Japan’s Nikkei fell 1% at the start of trading as the recovery from the early August slump encountered resistance at around 38,000 points, but recovered to trade 0.3% lower in the afternoon.

“The sell-off itself has largely corrected itself, and fears of recession have again given way to hopes of a soft landing,” said Moh Siong Sim, an analyst at Bank of Singapore.

“But now we are back to square one and … the market needs validation before it can relax, and that validation has to come from data.”

Preliminary revisions to US labor market data are due to be released later on Wednesday. A significant downward revision is expected, which would support a cut in interest rates.

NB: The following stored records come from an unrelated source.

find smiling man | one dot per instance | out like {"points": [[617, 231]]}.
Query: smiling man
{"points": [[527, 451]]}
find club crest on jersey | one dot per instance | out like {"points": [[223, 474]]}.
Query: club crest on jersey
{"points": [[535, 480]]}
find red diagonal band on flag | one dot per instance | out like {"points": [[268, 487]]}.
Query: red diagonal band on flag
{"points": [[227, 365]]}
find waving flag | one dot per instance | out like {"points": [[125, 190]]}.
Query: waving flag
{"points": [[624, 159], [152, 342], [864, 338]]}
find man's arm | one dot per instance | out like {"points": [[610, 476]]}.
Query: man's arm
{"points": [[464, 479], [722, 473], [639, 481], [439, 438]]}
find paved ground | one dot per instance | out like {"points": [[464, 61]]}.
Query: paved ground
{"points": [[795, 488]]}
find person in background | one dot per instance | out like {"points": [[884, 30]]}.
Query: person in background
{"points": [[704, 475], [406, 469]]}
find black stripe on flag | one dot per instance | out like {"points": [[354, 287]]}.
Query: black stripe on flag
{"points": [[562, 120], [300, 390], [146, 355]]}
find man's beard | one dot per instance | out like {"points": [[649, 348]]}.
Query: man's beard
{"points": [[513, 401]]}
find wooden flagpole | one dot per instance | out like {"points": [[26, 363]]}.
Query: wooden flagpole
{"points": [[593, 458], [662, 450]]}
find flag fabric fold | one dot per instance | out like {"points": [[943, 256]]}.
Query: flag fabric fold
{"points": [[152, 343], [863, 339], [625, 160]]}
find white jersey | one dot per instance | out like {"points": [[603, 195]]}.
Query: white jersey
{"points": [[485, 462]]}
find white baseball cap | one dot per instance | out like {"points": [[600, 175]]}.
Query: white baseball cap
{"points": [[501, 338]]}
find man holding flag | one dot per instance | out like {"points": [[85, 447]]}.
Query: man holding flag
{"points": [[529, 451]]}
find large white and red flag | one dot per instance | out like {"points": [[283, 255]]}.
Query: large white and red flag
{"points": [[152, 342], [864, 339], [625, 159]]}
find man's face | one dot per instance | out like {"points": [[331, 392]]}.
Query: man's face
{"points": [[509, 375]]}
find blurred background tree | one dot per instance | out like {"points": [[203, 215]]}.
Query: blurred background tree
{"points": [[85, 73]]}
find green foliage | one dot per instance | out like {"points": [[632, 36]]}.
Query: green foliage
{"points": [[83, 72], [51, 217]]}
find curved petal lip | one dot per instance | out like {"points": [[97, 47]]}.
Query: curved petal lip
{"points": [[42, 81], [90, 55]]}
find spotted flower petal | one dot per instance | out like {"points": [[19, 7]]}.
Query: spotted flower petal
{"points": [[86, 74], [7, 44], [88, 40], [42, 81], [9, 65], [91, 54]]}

The Federal Reserve’s minutes are also expected to reinforce a dovish stance.

On Thursday, the purchasing managers’ indices surveys will be released in the US and worldwide.

The falling dollar has pushed gold prices to record highs and brought the yen back to 145.67 against the greenback, up 1.6 percent this week and around 11 percent above the 38-year low hit last month.

The euro is up nearly 3% so far in August and is at its highest since early December at $1.1132 in Asian trading, testing key chart levels. (FRX/)

Interest rate futures have priced in a 25 basis point (bp) rate cut next month, with a 1/3 chance of a 50 bp cut. Cuts of almost 100 bp are priced in this year, and another 100 bp next year.

“The current weaker trend in the greenback is probably mainly due to expectations that a looser monetary policy from the Fed is getting closer,” Rabobank strategist Jane Foley wrote in a note.

“This raises the question of whether the Fed’s hopes for a rate cut are still exaggerated and whether there is a risk that the euro-dollar ratio will fall below $1.10 again in the short term.”

The chairman of the US Federal Reserve, Jerome Powell, is scheduled to give a speech at the Jackson Hole Symposium in Wyoming on Friday. The Australian and New Zealand dollars have recently recorded significant gains. The Aussie is trading at USD 0.6747 and the Kiwi at USD 0.6157. (AUD/)

This sentiment supported bond markets, with the 10-year US Treasury yield falling slightly to 3.81%, while the 2-year Treasury yield remained at 3.99%.

Commodity prices stabilized, with Brent crude futures at $77.12 a barrel and the price of Dalian iron ore finding a bottom after Bloomberg reported that China would allow local governments to buy up unsold homes as part of its latest measure to support the property market.

China is the world’s largest consumer of steel and markets are sensitive to signs that the construction industry is picking up again. In Australia, shares of major mining companies remained stable.

The price of gold was $2,516 per ounce, just below the record level reached on Tuesday.

In emerging markets, the central banks of Thailand and Indonesia meet on Wednesday to set interest rates, although neither bank is expected to begin cutting rates before the Federal Reserve.